The model suggests that the binding specificity of RbF4 comes from the loop (Fig 1D). The loop truncated RbF4 (RbF4-LT) was testing for binding against the IgGs from the three species. Further computational design on the model identified mutations (S241M and S244R: RbF4-MR) that could significantly improve the binding affinity for mIgG1 (1 μM to 168.1 nM) while maintaining that for hIgG1 (S3 Table for details). ITC-based affinity measurements were performed in triplate.
Improvement of binding affinity based on the modeled complex
Our final goal is to use computational design to improve the binding affinity of RbF4 against different IgGs. As we saw in determining the best complex model, while the full-atom force field energy alone did not identify the near-native complex, it did largely capture the binding energy landscape. We thus again used the AMBER99sb total energy to select loop mutations predicted to simultaneously improve binding affinities of RbF4 against multiple targets. To reduce the search space, FoldX  was employed to fast-scan possible mutations in the loop (S5 Fig), since we observed that FoldX is particularly accurate in predicting disruptive mutations (PPV > 0.9 for antibody-antigen pairs) . The predicted binding energy values at G243 indicate that the inclusion of the loop may not enhance a binding affinity for rIgG. Thus we aimed to design an RbF4 variant which can bind to both hIgG1 and mIgG1 with high binding affinities. The FoldX scan suggests that S241M may substantially enhance the binding affinities for hIgG1 and mIgG1. The mutation was also observed during the phage display affinity maturation for the mIgG1-specific repebody . We then fixed S241M and introduced all other amino acids in silico at S244. The AMBER99sb force field energy was used to minimize the variants. The binding energy prediction indicated that S241M with S244R (RbF4-MR) may significantly improve the binding affinities for both IgGs (S6 Fig). We tested this variant, and the ITC binding assay indeed showed that RbF4-MR strongly binds to the two IgGs as predicted, and the binding affinity for mIgG1 was markedly increased (1 μM to 168.1 nM, Fig 3).

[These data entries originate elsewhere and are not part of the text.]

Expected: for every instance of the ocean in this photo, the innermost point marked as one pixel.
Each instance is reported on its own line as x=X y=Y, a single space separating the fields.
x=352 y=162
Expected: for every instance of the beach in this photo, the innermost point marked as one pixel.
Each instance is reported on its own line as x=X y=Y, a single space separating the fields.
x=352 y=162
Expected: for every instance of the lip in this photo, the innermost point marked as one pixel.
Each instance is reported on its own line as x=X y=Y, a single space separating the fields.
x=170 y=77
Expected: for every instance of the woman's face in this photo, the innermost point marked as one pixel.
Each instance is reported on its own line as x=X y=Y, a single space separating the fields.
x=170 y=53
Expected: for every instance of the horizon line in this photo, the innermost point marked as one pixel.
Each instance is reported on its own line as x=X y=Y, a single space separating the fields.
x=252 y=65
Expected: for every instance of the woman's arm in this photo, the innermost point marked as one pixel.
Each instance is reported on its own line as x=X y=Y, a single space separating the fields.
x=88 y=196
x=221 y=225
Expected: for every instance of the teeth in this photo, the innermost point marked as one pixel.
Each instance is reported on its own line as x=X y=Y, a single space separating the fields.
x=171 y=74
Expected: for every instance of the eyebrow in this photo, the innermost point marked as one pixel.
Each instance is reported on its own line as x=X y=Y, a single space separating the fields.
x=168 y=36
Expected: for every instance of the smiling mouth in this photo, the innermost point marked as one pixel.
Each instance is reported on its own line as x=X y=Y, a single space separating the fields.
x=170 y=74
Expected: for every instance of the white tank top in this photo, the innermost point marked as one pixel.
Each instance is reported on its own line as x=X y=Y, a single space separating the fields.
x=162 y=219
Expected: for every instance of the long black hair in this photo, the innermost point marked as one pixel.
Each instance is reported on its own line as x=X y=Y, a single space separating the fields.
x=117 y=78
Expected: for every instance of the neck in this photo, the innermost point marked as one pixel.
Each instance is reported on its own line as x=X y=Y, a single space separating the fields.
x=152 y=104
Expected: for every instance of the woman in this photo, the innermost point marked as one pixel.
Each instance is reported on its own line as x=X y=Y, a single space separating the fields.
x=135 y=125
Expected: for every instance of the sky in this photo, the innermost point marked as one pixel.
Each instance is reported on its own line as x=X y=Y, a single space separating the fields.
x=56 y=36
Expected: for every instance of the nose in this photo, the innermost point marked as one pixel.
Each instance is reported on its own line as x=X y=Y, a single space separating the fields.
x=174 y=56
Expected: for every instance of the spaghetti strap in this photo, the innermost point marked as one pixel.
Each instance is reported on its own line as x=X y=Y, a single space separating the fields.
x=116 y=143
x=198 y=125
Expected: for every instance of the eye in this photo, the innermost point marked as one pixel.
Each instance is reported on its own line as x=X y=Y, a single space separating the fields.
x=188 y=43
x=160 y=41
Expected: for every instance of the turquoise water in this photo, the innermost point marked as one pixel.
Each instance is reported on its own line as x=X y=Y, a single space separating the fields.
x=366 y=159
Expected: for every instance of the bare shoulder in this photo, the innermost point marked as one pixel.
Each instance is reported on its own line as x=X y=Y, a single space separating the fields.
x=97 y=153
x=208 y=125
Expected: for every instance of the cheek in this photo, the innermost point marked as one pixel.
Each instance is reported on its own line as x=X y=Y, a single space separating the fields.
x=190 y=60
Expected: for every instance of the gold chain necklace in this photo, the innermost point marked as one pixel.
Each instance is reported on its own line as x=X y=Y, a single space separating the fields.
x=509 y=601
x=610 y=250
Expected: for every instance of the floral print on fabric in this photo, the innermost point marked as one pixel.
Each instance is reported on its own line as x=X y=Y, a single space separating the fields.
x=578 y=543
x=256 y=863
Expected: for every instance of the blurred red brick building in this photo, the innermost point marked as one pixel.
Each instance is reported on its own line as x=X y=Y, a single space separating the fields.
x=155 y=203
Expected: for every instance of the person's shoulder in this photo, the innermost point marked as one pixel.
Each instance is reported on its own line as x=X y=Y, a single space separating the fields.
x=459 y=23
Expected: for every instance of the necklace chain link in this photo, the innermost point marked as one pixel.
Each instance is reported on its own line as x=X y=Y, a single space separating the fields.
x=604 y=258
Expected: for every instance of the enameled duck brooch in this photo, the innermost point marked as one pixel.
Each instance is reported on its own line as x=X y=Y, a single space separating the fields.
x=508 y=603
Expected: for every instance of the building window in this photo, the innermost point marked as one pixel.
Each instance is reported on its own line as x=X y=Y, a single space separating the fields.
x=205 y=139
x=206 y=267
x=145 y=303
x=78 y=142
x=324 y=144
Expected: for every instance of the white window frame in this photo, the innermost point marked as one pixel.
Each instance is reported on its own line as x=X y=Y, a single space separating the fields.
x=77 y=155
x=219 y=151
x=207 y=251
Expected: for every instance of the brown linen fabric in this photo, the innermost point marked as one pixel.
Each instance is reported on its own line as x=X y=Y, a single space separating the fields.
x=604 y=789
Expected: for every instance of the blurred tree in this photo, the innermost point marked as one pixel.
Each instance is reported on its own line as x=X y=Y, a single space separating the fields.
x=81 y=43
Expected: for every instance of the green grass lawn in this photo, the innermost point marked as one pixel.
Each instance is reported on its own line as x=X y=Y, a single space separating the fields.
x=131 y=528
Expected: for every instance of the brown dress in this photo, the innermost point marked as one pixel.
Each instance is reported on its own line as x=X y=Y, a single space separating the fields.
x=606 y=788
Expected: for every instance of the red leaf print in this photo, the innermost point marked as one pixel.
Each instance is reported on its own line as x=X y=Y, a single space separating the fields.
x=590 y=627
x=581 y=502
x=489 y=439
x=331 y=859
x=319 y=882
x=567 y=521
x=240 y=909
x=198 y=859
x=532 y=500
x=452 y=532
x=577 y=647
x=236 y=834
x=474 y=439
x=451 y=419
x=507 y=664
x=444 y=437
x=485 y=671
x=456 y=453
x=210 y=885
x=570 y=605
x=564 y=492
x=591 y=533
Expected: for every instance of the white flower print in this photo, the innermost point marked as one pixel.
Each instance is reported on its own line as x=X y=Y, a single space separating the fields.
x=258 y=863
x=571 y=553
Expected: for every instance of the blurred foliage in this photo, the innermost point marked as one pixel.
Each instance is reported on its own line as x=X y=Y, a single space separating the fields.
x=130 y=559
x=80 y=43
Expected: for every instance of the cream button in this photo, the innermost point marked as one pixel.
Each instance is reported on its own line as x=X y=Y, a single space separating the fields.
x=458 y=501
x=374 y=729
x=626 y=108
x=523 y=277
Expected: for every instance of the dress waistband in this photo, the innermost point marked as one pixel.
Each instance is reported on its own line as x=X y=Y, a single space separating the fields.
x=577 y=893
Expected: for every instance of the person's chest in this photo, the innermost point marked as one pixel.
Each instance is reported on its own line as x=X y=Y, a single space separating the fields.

General applicability of the binding mode identification method
To assess the general applicability of our integrated approach to identifying a binding mode, we investigated three known Rb targets whose co-crystal structures are available (Table 1): Interleukin-6 (IL-6: 4J4L) , epidermal growth factor receptor (EGFR: 4UIP)  and complement component 5a (C5a: 5B4P) . We first investigated the importance of using ClusPro’s “antibody mode” for Rb docking. Docking without the antibody mode option resulted in a larger number of docking models, but the overall accuracy of the docking models proved to be worse than that of those generated with the option enabled (Table 1). The antibody mode puts a lower weight on the DARS  energy term than other docking modes . In order to improve binding affinities of antibodies and other protein binders, mutations are extensively made on only one of the interacting partners (e.g., complementarity determining regions in antibodies) . Thus, the statistics of observed amino acid frequencies for the binding interface regions are different. DARS assumes a symmetry interaction, which is beneficial for general protein-protein docking, whereas it is worse for antibody-antigen pairs . We likewise hypothesize that interaction assymetry, captured in ClusPro’s antibody mode, leads to improved prediction accuracy for repebody binding and other affinity matured protein binders.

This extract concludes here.